An academic article used by EU Commissioner Oliver Varhelyi to justify his assertion that safer nicotine products are as dangerous as smoking has been taken apart by a leading tobacco and nicotine expert.
“In my view this is not a scientific review, but an effort to persuade European regulators to clamp down on any nicotine products like vapes and pouches that do not have pharmaceutical licensing”, Hajek said.
“The main glaring problem is that the authors fail to acknowledge the extensive and clear evidence that vapes and pouches are far less harmful than smoking”.
Peter Hajek is the director of the Wolfson Institute of Preventive Medicine’s Tobacco Dependence Research Unit at Queen Mary University of London and is among the most prominent tobacco dependence researchers globally.
“The article and the press release give the impression that vaping or pouches pose the same risks to the heart and blood vessels as smoking. This is not true”, Hajek continued. “ Without everything else you get from burning tobacco, nicotine poses only a small fraction of the risks of smoking to the heart and blood vessels. Switching from smoking to ‘snus’, Swedish oral tobacco that delivers more nicotine than cigarettes, practically eliminates smoking-related risks of heart attacks and atherosclerosis”.
Astonishingly, the main source used by the authors of the paper to substantiate their call for widespread bans on safer nicotine products actually concludes the opposite.

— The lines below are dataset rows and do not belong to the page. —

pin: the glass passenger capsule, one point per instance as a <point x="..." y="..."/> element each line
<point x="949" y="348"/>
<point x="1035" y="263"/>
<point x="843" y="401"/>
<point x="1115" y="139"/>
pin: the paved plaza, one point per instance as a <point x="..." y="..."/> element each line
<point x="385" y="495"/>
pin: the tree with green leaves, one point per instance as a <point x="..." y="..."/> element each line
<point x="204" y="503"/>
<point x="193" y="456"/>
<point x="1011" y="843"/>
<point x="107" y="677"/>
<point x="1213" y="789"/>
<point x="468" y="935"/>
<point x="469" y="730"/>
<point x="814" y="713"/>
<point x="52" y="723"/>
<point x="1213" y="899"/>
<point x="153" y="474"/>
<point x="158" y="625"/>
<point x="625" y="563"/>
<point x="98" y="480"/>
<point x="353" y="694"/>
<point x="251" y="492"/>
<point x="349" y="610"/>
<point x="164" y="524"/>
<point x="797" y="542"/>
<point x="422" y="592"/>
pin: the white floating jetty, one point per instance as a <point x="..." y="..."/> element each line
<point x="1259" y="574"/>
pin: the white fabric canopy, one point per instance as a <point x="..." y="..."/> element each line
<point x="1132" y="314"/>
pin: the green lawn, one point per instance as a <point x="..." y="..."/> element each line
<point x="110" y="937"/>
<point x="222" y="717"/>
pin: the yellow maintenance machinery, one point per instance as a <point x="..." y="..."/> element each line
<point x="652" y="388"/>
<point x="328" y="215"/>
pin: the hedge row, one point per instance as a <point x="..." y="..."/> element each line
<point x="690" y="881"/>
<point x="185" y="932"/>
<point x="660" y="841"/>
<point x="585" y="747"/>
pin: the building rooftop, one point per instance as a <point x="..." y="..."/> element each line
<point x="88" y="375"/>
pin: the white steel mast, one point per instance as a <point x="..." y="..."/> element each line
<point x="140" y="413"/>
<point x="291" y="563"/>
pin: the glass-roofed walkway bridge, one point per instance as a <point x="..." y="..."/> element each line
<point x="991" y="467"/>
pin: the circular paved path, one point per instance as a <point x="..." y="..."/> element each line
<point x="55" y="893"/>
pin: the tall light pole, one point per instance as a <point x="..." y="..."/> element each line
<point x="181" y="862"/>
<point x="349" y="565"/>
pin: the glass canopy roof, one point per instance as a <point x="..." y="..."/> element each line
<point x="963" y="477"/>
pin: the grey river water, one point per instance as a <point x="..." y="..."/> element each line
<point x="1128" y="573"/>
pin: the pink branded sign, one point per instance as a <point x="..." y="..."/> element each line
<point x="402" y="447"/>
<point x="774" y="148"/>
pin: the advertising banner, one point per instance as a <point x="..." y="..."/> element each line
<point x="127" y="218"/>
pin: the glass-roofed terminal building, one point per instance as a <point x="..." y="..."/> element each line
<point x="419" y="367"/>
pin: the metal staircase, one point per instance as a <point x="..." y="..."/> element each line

“The section titled ‘Nicotine as a cardiovascular toxin regardless of delivery method’ even gives as its main source a high quality scientific review of cardiovascular effects of nicotine that came to the opposite conclusion: that ‘risks of nicotine without tobacco combustion products are low compared cigarette smoking’ and that ‘electronic cigarettes appear to pose low-cardiovascular risk’, Hajek explained.
“The article and the press release make other claims that contradict evidence, e.g. that vaping is a gateway into cigarette smoking (when in fact vaping is replacing smoking), that vapes do not help smokers quit (they do), that there is a growing vaping epidemic among youth in the US (vaping in youth declined substantially since 2019).
“Switching from smoking to vaping or pouch use can help smokers to avoid not only heart disease, but also lung disease and cancer. My concern is that if smokers get the false impression that smoking/vaping/pouches all pose the same risks, it will further discourage them from making the switch.”